Parvenu inopinément au sommet de l’Etat le 22 mars 2012, le capitaine Amadou Haya Sanogo et sa bande de déserteurs vont s’inspirer du mauvais exemple du duo Moussa Traoré-Tiécoro Bagayoko pour tenter d’asseoir leur pouvoir crapuleux. Des hommes politiques, des cadres civils et militaires, des opérateurs économiques, des journalistes (dont votre serviteur) seront enlevés sur leurs lieux de travail ou à leurs domiciles, pour certains conduits hors de Bamako et de Kati, frappés à coups de crosses de fusils et de gourdins. Ils en gardent encore les blessures physiques et, pour le restant de leur vie, les blessures morales.
Les 24 bérets rouges dont les parents, les épouses, les enfants, attendent depuis quatre ans que justice leur soit rendue afin qu’ils soient inhumés dans la dignité ont été, rappelons-nous, enlevés puis exécutés froidement avant d’être ensevelis dans une fosse commune creusée par eux-mêmes sous la contrainte.
On avait cru qu’avec l’élection d’IBK en 2013, les enlèvements de personnes, suivis ou non de leurs disparitions, appartiendraient définitivement à un passé honni. Hélas ! Il faut convenir qu’il n’en est rien.
Notre jeune confrère, Bréhima Touré, est porté disparu depuis fin janvier 2016. Un article récent du journal ” Le Sphynx “, où il a servi, révèle qu’il a été enlevé par la Sécurité d’Etat et serait mort des suites de tortures et de maltraitances dans l’un de ses lieux de détention secrets dans la périphérie de Bamako.

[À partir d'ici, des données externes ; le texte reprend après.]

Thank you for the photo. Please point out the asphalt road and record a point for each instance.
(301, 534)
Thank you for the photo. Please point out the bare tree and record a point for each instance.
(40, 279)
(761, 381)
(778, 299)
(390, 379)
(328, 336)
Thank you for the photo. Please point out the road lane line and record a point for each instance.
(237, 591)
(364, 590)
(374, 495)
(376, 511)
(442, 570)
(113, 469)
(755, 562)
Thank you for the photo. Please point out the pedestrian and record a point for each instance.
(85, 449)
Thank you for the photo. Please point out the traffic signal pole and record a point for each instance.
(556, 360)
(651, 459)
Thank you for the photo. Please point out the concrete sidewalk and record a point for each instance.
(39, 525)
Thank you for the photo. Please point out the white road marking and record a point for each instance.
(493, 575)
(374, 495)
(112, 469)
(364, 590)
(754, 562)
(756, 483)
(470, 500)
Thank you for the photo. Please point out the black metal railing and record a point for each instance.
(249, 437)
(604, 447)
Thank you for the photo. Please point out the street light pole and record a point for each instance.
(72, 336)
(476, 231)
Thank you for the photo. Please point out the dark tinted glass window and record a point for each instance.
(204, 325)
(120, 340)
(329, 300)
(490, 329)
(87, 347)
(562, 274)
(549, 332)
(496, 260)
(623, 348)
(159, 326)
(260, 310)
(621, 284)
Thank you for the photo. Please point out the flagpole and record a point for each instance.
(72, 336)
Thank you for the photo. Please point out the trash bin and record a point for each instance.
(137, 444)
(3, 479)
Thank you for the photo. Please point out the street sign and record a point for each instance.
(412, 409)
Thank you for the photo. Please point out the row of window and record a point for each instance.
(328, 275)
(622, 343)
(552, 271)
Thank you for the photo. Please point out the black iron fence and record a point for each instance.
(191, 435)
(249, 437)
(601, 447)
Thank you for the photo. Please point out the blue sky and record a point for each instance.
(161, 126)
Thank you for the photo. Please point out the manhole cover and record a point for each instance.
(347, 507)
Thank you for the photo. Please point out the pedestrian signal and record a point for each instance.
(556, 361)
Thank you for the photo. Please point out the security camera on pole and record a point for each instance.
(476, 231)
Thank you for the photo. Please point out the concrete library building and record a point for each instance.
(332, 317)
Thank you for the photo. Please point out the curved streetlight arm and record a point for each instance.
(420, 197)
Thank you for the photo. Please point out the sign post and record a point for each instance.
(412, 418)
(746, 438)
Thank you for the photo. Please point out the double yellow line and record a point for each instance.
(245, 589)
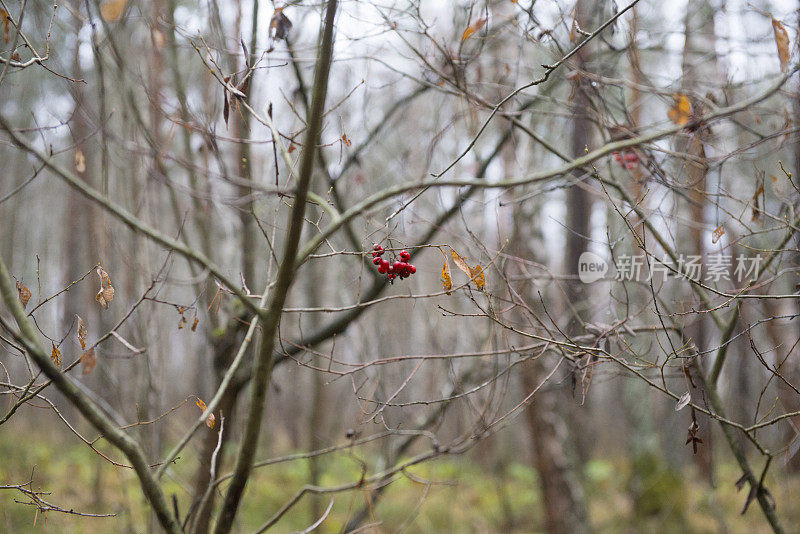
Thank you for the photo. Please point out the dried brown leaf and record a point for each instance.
(782, 42)
(106, 293)
(681, 111)
(476, 273)
(279, 25)
(55, 356)
(88, 361)
(80, 161)
(447, 281)
(683, 401)
(24, 294)
(6, 24)
(461, 262)
(210, 420)
(472, 28)
(111, 10)
(82, 333)
(718, 232)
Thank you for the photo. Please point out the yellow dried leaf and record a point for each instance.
(476, 273)
(447, 281)
(106, 293)
(782, 41)
(88, 361)
(472, 28)
(24, 294)
(82, 333)
(719, 232)
(461, 262)
(210, 420)
(80, 161)
(6, 25)
(55, 356)
(111, 10)
(681, 111)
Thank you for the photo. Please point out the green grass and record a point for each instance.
(453, 494)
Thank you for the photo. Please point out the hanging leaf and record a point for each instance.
(111, 10)
(55, 356)
(461, 262)
(106, 293)
(80, 161)
(782, 42)
(757, 213)
(6, 24)
(226, 109)
(719, 232)
(447, 281)
(88, 361)
(210, 420)
(683, 401)
(472, 28)
(82, 333)
(279, 25)
(681, 111)
(24, 294)
(476, 273)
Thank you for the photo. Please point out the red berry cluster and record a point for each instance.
(398, 268)
(629, 160)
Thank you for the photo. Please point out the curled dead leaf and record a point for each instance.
(476, 273)
(111, 10)
(6, 24)
(472, 28)
(24, 294)
(681, 111)
(80, 161)
(88, 361)
(106, 293)
(460, 261)
(279, 25)
(782, 42)
(55, 356)
(210, 420)
(447, 281)
(683, 401)
(82, 333)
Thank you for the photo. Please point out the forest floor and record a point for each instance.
(462, 497)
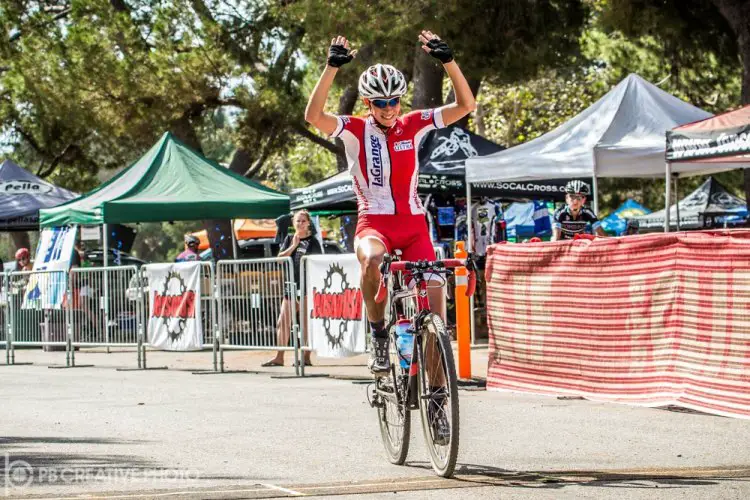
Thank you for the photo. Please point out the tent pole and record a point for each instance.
(105, 260)
(667, 196)
(234, 240)
(469, 231)
(596, 195)
(677, 200)
(105, 244)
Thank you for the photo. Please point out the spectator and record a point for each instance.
(574, 218)
(23, 260)
(301, 243)
(632, 227)
(191, 250)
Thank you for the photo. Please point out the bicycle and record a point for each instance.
(427, 379)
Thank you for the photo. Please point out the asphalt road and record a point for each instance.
(173, 434)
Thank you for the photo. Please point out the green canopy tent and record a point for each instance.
(170, 182)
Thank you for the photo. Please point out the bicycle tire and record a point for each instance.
(442, 457)
(395, 419)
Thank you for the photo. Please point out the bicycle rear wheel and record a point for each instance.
(438, 370)
(394, 417)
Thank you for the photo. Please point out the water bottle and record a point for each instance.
(404, 342)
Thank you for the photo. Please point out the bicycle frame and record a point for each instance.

Le dimanche 12 aout dernier, l’informaticien de nationalité ivoirienne, Abel Konan Kouassi, travaillant pour l’agence Smart media, en charge de la communication du candidat à l’élection présidentielle, Soumaila Cissé, a été enlevé sur son lieu de travail par des individus encagoulés et armés. Ses collaborateurs resteront sans nouvelle de lui pendant 48 heures. Lorsque, au-delà de ce délai, il recouvrera la liberté aux environs de Kati, l’on apprendra qu’il avait été soumis à des tortures pour lui faire avouer le montage de vidéos truquées visant à corroborer l’accusation de fraude électorale émise par son employeur du moment.
Puis il y’a eu cet enlèvement nocturne, le dimanche 27 aout, de Paul Ismael Boro à son domicile, à Koulouba, devant femme et enfants. La médiatisation rapide du rapt de cet allié électoral de Soumaila Cissé lui a peut-être évité le pire.
On vient d’apprendre, enfin, que Moussa Kimbiri, autre partisan très actif du candidat de la plateforme ” Ensemble resterons l’espoir au Mali ” a été enlevé, lui aussi, hier mardi à 2 heures du matin, par des hommes encagoulés et armés dont tout porte à croire qu’ils sont de la police secrète du pouvoir en place.
Il est temps, assurément, que ces pratiques anachroniques, déshumanisantes et relevant du banditisme d’Etat cessent au Mali. On ne peut pas se revendiquer de la démocratie et s’accommoder d’atteintes aussi graves à la liberté, à la dignité et l’intégrité des citoyens. Les Maliens n’ont pas consenti le sacrifice suprême en mars 1991 pour subir de nouveau dans leur chair et leur esprit les violences d’un Etat policier qu’ils croyaient aboli pour toujours.
Le plus surprenant et le plus incompréhensible est que la restauration de cet Etat policier a lieu sous la conduite de Soumeylou Boubéye Maïga. Un homme qui a souffert du fléau, l’a combattu énergiquement et a été parmi les pionniers de l’avènement de la démocratie. Laquelle, c’est entendu, est indissociable de l’observance scrupuleuse des règles de l’Etat de droit.